1.2. Aanleidingen voor wijziging van de registerwetgeving

De leden van de VVD-fractie vragen hoe dit wetsvoorstel zich verhoudt tot de in voorbereiding zijnde Wet digitale overheid die later dit jaar wordt ingediend.

Dit wetsvoorstel heeft geen directe relatie met de in voorbereiding zijnde Wet digitale overheid die later dit jaar wordt ingediend. Op basis van de Wet digitale overheid wordt het wel mogelijk te bepalen dat het uitwisselen van gegevens met een specifieke techniek of standaard moet worden uitgevoerd. De Wet digitale overheid biedt namelijk de mogelijkheid techniek bij amvb voor te schrijven in de vorm van verplicht toe te passen open standaarden.
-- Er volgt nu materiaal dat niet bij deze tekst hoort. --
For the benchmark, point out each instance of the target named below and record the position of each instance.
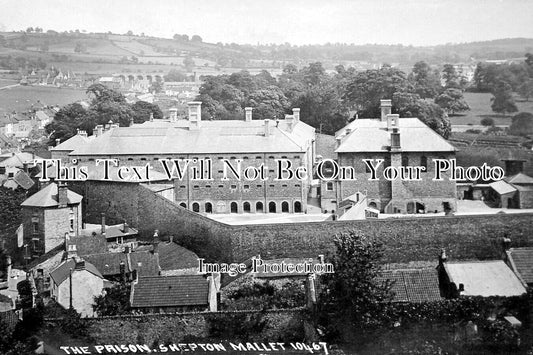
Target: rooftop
(170, 291)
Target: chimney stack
(102, 230)
(195, 114)
(173, 114)
(62, 192)
(267, 127)
(393, 121)
(296, 114)
(395, 140)
(386, 109)
(248, 114)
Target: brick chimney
(393, 121)
(62, 194)
(248, 114)
(267, 127)
(386, 109)
(195, 114)
(296, 114)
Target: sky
(407, 22)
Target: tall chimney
(267, 127)
(102, 230)
(393, 121)
(248, 114)
(386, 109)
(62, 192)
(195, 114)
(395, 140)
(296, 114)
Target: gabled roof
(371, 135)
(519, 178)
(484, 278)
(170, 291)
(213, 137)
(521, 260)
(413, 285)
(62, 272)
(47, 197)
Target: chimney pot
(386, 109)
(248, 114)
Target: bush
(487, 121)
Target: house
(413, 285)
(48, 215)
(254, 144)
(479, 278)
(401, 143)
(170, 294)
(521, 261)
(75, 283)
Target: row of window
(247, 207)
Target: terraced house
(254, 144)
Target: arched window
(424, 161)
(196, 207)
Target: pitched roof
(519, 178)
(62, 272)
(501, 187)
(484, 278)
(371, 135)
(521, 260)
(413, 285)
(47, 197)
(169, 291)
(213, 137)
(173, 256)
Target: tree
(452, 100)
(426, 82)
(503, 101)
(522, 124)
(115, 301)
(352, 295)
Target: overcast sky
(416, 22)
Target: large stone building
(400, 142)
(218, 144)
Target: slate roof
(47, 197)
(62, 272)
(484, 278)
(413, 285)
(173, 256)
(371, 135)
(227, 136)
(170, 291)
(501, 187)
(521, 260)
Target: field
(20, 98)
(480, 108)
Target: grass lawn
(20, 98)
(480, 108)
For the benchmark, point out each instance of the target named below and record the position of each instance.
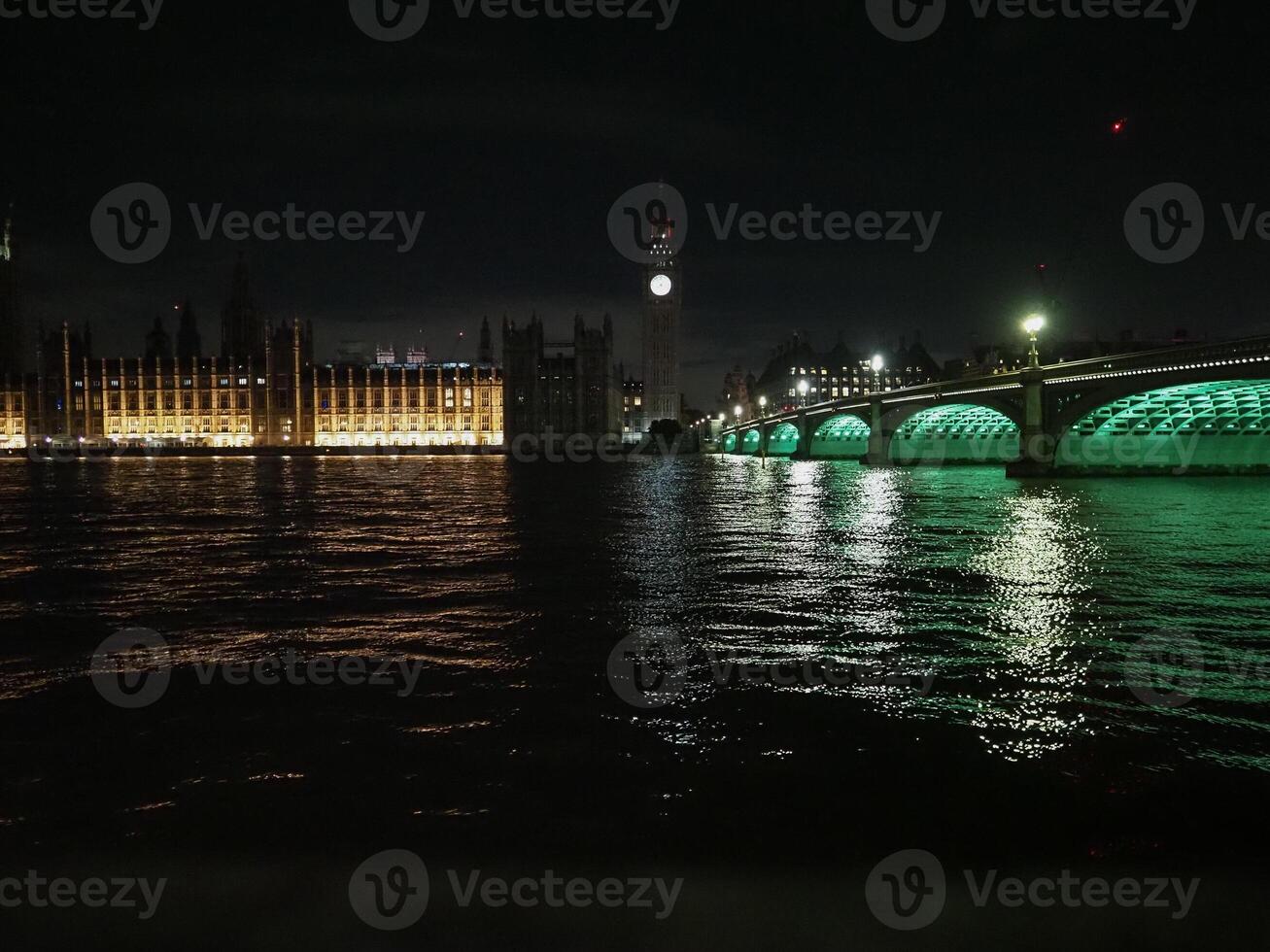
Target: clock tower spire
(663, 296)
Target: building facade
(561, 388)
(269, 393)
(633, 410)
(274, 400)
(837, 373)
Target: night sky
(516, 136)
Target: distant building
(189, 343)
(13, 355)
(633, 410)
(243, 330)
(1005, 358)
(269, 397)
(157, 342)
(840, 372)
(353, 352)
(663, 302)
(561, 388)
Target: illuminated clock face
(661, 285)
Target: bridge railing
(1167, 356)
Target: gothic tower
(241, 329)
(13, 357)
(485, 353)
(663, 298)
(189, 344)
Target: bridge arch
(842, 437)
(955, 433)
(782, 439)
(1213, 425)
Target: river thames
(876, 661)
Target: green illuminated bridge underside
(1212, 425)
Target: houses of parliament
(263, 390)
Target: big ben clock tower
(663, 297)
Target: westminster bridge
(1200, 408)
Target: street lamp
(762, 443)
(1033, 323)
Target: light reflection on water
(1018, 598)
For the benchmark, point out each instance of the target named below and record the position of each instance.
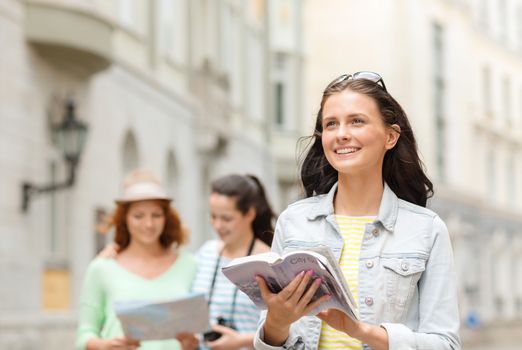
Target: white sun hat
(141, 191)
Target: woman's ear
(251, 213)
(394, 132)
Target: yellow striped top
(352, 230)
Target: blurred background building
(193, 89)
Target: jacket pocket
(402, 275)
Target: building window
(503, 20)
(172, 15)
(127, 12)
(519, 27)
(129, 153)
(483, 15)
(171, 176)
(439, 99)
(506, 94)
(280, 103)
(491, 172)
(486, 92)
(511, 186)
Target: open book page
(144, 320)
(279, 272)
(336, 271)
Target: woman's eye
(329, 123)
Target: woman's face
(354, 136)
(229, 223)
(145, 222)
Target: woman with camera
(243, 219)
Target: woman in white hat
(146, 266)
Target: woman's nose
(343, 133)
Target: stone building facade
(181, 87)
(456, 67)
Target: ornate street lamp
(70, 136)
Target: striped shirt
(352, 230)
(246, 314)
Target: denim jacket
(406, 275)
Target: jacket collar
(388, 208)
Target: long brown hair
(248, 191)
(173, 232)
(402, 168)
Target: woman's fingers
(301, 288)
(263, 288)
(310, 306)
(292, 287)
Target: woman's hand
(288, 306)
(375, 336)
(230, 339)
(340, 321)
(188, 341)
(119, 343)
(110, 251)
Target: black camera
(213, 335)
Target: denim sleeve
(438, 309)
(294, 341)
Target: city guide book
(279, 271)
(145, 320)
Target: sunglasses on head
(372, 76)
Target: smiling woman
(243, 220)
(367, 193)
(145, 268)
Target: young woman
(146, 267)
(367, 193)
(243, 220)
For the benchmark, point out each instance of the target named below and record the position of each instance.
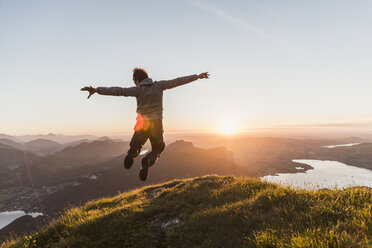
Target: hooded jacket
(149, 94)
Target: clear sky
(272, 63)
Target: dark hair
(139, 74)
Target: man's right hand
(90, 89)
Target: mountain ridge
(214, 211)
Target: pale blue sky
(272, 63)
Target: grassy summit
(215, 211)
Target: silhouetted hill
(357, 155)
(70, 163)
(214, 211)
(11, 157)
(111, 176)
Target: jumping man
(149, 95)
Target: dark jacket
(149, 94)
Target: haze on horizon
(273, 64)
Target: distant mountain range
(68, 174)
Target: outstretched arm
(112, 91)
(168, 84)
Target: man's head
(139, 74)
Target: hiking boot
(128, 161)
(145, 169)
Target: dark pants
(144, 130)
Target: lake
(326, 174)
(9, 216)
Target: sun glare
(228, 128)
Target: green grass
(215, 211)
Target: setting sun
(228, 128)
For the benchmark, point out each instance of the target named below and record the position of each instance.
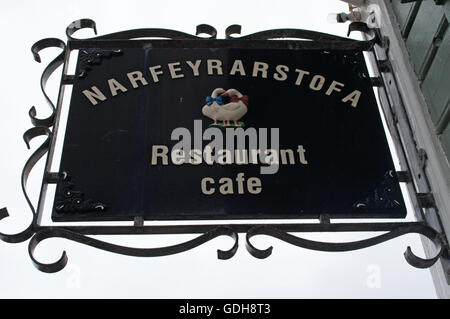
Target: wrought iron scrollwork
(52, 66)
(34, 158)
(410, 257)
(129, 251)
(235, 29)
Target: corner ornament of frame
(34, 158)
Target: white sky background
(290, 272)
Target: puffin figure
(234, 110)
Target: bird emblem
(226, 106)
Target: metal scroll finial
(206, 29)
(232, 29)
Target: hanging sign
(184, 132)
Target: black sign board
(318, 108)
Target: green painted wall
(424, 25)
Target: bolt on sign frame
(111, 44)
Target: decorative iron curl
(52, 66)
(410, 257)
(52, 232)
(138, 33)
(34, 158)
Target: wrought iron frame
(135, 38)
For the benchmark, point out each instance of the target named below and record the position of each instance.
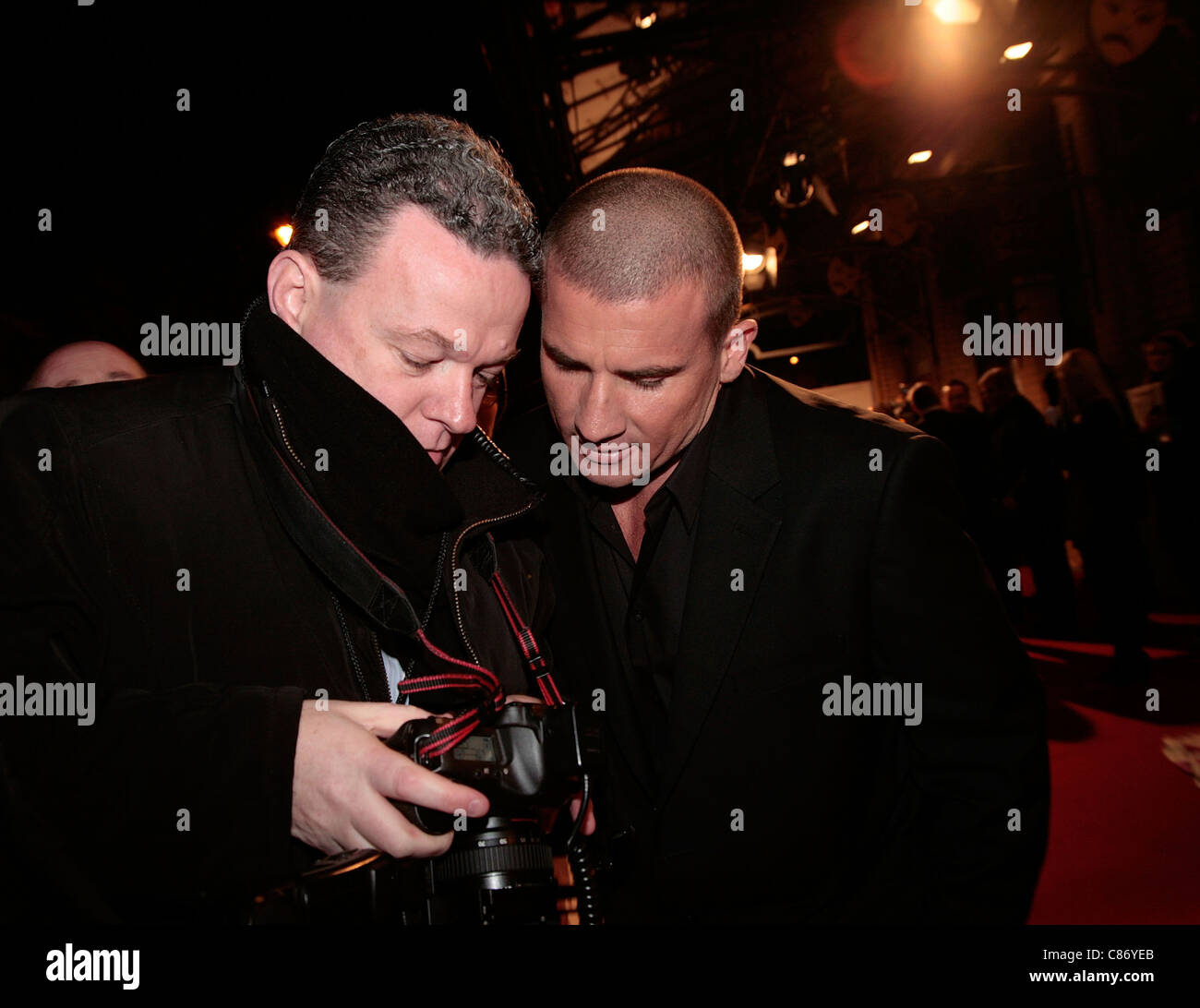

Deze leden vragen voorts hoe het Bureau ICT-Toetsing is betrokken bij het bundelen van de verschillende bestaande registers tot een integraal register voor onderwijsdeelnemers. Tevens vragen de voornoemde leden of zij een advies zullen uitbrengen.

De bundeling van de wetgeving inzake de bestaande registers is geen onderwerp van toetsing door het Bureau ICT-toetsing, aangezien die bundeling op zichzelf geen wijziging van ICT-systemen met zich meebrengt. Het verwante programma Doorontwikkelen BRON is wel onderwerp van een toets geweest. Trancheplan 2016 van het programma is in april 2016 getoetst. Bij brief van 3 juni 2016 is uw Kamer geïnformeerd over de resultaten van deze toets en de invulling die wordt gegeven aan de aanbevelingen van het Bureau ICT-toetsing.2 Het programma handelt in lijn daarmee verder.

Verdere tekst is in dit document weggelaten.